In this study, a Pd-Ag membrane reactor (MR) integrated with a lab-synthesized ruthenium catalyst supported on La₂Ce₂O₇ was used for the efficient production and recovery of highly-pure hydrogen from ammonia decomposition. The catalyst was synthesized using solution combustion techniques, and its structure–activity relationship was thoroughly investigated through a range of advanced characterization methods, including N₂ physisorption, X-ray diffraction (XRD), hydrogen temperature-programmed reduction (H₂-TPR), and transmission electron microscopy (TEM).

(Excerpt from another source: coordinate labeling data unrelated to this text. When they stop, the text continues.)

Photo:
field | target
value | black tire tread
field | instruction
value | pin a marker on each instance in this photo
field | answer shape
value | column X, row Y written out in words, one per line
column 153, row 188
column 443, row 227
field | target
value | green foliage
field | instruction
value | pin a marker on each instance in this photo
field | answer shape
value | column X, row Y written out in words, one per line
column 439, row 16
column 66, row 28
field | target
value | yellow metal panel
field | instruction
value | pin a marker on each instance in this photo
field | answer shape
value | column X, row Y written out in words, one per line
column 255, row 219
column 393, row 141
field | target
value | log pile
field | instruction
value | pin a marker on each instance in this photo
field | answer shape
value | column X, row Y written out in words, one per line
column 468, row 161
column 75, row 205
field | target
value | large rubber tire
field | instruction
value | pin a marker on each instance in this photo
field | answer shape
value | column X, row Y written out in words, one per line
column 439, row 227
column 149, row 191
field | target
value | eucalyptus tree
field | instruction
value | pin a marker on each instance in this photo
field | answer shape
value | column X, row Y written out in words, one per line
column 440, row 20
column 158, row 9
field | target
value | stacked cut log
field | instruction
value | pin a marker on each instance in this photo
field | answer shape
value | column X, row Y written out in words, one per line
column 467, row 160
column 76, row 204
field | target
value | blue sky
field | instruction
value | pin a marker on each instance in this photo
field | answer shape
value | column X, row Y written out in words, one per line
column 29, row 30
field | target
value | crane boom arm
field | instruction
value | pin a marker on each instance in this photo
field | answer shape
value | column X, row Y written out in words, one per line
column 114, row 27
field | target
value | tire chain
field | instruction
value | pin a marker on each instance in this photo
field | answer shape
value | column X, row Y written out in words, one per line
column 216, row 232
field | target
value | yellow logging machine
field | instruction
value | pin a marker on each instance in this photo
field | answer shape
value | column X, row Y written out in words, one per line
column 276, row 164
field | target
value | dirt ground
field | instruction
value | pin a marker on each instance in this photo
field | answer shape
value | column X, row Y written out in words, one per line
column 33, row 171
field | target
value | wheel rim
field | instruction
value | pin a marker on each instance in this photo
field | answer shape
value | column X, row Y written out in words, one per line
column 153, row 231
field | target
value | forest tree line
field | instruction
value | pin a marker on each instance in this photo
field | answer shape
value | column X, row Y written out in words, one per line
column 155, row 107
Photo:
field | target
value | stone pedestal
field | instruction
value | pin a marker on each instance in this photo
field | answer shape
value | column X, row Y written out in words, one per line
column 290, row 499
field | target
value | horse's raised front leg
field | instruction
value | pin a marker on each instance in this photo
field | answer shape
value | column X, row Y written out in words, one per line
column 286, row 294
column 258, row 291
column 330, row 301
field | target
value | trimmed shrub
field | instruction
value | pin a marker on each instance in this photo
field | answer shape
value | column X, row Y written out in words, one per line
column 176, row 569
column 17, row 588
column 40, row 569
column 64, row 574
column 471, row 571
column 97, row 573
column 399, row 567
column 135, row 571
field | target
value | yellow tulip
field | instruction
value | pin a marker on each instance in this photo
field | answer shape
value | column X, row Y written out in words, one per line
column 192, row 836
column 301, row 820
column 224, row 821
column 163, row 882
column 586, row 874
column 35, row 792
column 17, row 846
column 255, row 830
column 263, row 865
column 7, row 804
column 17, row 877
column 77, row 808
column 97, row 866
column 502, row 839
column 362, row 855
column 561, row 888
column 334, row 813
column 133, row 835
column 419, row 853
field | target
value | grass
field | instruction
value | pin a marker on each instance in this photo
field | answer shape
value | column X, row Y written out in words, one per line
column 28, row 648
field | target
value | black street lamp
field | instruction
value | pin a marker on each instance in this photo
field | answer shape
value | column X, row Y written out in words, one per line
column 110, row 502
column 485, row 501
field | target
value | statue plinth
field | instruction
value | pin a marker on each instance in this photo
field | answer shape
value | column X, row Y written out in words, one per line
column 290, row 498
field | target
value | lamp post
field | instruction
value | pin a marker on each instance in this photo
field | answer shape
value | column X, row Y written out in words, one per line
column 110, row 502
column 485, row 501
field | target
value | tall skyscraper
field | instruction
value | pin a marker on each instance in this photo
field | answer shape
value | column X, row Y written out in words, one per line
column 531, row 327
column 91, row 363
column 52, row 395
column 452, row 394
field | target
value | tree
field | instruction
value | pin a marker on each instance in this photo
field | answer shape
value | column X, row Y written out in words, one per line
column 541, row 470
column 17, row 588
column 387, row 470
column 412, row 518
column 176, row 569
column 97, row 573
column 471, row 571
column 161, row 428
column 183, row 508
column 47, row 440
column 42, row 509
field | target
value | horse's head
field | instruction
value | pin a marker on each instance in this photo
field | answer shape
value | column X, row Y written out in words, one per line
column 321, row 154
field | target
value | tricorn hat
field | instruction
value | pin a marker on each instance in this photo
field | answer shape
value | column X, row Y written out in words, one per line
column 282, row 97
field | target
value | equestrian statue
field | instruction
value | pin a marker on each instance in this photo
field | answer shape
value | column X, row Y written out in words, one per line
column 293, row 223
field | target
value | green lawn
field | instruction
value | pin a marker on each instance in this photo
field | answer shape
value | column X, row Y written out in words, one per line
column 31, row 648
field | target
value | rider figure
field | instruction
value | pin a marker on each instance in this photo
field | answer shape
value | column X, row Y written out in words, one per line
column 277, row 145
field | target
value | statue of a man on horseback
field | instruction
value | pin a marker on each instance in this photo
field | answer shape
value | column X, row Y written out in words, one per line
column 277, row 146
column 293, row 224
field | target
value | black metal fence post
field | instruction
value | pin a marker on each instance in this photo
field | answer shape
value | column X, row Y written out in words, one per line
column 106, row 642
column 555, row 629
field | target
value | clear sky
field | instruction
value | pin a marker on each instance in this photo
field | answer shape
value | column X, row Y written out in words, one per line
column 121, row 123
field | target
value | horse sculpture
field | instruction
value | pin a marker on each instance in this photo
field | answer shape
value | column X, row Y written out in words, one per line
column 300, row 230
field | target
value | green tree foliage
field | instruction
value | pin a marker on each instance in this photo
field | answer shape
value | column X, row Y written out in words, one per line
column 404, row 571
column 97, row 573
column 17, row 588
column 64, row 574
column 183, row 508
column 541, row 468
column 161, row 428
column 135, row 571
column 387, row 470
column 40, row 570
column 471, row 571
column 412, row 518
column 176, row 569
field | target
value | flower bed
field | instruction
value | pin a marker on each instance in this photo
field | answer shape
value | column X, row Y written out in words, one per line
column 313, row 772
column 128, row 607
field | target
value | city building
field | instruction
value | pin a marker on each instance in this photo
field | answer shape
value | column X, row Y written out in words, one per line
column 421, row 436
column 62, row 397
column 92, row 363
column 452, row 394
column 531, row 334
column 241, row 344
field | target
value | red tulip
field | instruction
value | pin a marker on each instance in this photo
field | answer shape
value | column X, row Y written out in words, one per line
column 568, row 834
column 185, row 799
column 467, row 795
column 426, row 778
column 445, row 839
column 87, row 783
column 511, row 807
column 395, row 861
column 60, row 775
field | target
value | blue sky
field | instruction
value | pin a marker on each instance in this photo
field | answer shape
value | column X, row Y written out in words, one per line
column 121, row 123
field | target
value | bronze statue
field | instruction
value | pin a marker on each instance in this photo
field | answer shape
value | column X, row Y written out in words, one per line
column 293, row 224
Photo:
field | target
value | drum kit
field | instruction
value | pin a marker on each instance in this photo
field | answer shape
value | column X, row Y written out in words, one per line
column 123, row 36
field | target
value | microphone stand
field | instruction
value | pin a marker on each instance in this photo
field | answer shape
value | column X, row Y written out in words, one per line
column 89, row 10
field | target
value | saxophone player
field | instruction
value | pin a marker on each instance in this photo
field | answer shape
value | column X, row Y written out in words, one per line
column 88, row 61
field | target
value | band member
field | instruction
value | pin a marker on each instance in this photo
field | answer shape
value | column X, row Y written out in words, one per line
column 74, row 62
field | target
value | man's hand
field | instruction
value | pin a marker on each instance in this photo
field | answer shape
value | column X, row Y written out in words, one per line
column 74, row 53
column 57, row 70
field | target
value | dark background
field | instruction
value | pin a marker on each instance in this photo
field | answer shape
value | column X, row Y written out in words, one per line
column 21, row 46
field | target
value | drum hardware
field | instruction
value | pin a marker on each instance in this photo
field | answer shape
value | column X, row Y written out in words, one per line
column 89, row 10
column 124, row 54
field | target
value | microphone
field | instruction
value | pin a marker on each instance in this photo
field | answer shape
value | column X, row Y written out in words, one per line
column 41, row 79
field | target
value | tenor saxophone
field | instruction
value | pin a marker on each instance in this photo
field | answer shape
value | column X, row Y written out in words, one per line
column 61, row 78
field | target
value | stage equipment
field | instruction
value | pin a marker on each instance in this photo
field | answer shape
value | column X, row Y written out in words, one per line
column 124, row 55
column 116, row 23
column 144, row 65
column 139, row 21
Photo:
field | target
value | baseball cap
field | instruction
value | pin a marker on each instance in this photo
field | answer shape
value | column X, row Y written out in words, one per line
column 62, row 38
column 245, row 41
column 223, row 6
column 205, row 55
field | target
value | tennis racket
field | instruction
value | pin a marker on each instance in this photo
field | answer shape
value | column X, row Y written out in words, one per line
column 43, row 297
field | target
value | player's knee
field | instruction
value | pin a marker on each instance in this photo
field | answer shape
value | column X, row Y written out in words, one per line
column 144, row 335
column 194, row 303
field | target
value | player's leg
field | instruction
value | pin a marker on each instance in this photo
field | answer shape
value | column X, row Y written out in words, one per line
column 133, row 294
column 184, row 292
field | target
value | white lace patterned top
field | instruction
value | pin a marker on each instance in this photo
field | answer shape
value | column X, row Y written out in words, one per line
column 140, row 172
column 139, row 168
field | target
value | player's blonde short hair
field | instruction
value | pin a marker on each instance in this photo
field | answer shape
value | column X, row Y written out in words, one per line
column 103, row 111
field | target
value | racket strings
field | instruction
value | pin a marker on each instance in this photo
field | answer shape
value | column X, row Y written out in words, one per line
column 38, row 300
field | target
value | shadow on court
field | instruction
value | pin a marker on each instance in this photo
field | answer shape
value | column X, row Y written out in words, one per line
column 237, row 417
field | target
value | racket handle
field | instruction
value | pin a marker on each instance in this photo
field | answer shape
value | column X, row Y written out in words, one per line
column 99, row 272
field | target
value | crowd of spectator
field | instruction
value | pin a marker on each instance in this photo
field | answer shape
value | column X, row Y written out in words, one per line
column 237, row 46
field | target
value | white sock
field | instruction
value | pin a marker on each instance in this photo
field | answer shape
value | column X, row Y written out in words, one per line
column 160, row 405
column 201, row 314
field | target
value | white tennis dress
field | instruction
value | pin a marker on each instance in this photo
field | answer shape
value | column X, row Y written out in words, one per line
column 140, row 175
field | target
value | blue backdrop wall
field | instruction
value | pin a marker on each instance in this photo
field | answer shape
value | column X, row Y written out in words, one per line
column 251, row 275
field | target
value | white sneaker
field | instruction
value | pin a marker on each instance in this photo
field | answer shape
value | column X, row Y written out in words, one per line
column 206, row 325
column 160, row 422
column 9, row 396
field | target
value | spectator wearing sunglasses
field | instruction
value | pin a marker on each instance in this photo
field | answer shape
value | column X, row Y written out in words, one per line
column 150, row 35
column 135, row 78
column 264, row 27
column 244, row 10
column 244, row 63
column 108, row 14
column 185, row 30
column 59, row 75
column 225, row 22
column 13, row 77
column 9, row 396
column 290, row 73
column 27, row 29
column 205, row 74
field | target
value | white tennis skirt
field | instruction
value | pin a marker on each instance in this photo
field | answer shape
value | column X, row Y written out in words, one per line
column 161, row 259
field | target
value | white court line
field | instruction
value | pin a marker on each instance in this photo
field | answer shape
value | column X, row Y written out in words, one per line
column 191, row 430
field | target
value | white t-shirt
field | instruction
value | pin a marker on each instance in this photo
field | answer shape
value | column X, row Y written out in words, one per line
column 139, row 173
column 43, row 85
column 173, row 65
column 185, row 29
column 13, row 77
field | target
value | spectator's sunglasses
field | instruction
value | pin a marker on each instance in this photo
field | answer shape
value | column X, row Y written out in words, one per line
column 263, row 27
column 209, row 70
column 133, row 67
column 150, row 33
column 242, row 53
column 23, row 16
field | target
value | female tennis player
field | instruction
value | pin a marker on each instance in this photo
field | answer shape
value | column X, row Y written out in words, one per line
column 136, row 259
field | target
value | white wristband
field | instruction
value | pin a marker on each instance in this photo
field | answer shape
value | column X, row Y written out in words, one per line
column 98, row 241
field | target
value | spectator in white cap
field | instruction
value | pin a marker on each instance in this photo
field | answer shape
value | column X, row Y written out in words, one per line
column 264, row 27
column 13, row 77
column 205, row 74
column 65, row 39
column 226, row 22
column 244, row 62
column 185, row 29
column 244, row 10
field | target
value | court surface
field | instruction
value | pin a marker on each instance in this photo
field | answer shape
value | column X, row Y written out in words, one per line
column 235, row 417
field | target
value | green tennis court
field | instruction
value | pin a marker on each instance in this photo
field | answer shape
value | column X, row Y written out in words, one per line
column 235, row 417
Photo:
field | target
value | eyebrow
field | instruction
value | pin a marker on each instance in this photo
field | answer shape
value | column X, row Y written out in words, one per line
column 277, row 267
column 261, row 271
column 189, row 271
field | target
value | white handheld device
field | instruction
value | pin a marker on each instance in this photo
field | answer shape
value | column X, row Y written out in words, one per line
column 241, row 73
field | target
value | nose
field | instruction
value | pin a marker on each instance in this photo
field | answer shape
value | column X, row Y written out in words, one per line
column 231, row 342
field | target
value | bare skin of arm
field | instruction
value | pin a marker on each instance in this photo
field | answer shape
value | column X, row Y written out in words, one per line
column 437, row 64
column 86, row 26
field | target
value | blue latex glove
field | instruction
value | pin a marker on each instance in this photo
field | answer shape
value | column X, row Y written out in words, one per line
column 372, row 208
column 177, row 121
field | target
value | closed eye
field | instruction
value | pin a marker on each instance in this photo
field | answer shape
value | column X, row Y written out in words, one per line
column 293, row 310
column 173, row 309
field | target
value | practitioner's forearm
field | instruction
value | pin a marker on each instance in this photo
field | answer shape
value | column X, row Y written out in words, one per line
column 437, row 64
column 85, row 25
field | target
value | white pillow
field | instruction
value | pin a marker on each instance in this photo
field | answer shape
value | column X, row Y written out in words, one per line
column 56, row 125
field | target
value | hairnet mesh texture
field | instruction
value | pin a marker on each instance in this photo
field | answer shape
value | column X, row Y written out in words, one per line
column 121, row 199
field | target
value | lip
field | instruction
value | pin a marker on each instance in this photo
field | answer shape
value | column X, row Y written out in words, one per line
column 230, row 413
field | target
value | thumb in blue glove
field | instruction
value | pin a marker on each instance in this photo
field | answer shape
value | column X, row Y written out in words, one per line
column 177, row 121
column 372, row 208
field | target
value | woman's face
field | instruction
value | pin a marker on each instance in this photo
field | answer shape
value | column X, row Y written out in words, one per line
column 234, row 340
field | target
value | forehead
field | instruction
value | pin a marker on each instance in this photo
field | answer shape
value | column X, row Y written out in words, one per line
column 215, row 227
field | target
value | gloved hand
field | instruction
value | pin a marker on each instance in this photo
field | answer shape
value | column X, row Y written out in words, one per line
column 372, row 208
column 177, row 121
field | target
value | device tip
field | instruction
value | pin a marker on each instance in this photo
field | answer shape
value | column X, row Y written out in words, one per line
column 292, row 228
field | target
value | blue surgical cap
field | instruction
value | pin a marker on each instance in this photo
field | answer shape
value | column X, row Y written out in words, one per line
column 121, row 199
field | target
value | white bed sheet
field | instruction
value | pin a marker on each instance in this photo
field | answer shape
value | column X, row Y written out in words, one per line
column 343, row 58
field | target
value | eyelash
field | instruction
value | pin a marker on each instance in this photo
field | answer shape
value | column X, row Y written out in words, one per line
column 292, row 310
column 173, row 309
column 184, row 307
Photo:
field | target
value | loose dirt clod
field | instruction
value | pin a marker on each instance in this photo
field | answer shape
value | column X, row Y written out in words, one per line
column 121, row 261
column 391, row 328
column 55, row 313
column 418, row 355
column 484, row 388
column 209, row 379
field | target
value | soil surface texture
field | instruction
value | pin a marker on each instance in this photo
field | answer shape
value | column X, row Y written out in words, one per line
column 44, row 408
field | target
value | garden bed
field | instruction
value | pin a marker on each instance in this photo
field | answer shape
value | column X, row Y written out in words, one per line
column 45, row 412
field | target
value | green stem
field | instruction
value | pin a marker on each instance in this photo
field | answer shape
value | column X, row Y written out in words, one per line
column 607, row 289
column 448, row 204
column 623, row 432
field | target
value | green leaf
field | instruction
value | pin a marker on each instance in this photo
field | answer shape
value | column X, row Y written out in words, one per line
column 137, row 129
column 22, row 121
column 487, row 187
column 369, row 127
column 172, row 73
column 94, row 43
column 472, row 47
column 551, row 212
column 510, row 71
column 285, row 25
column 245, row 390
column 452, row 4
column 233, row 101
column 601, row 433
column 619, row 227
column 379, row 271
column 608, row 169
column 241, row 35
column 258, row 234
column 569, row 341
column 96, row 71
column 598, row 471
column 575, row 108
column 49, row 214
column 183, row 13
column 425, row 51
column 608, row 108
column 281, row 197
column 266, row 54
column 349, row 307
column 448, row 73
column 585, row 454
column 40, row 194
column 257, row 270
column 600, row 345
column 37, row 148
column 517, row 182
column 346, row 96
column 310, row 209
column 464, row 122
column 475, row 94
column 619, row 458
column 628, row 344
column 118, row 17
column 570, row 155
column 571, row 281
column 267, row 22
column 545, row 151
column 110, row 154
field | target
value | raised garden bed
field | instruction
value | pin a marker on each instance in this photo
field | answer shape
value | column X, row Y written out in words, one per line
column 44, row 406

The performance of the membrane reactor was evaluated by varying the feed pressure and flow rate, using either single ammonia or a simulated outlet stream from a conventional reactor with ammonia conversions ranging from 20 % to 50 %. This configuration was designed to assess the MR ability to mitigate or prevent hydrogen back-permeation, as well as optimize membrane performance. The MR achieved ammonia conversions of up to 85 %, surpassing the thermodynamic limits typical of traditional reactors (TR). Hydrogen recovery rates reached 97 %, with purity consistently exceeding 90 %. Notably, the MR demonstrated up to 3.6 times higher ammonia conversion compared to conventional TR, highlighting its significant advantages for ammonia decomposition applications.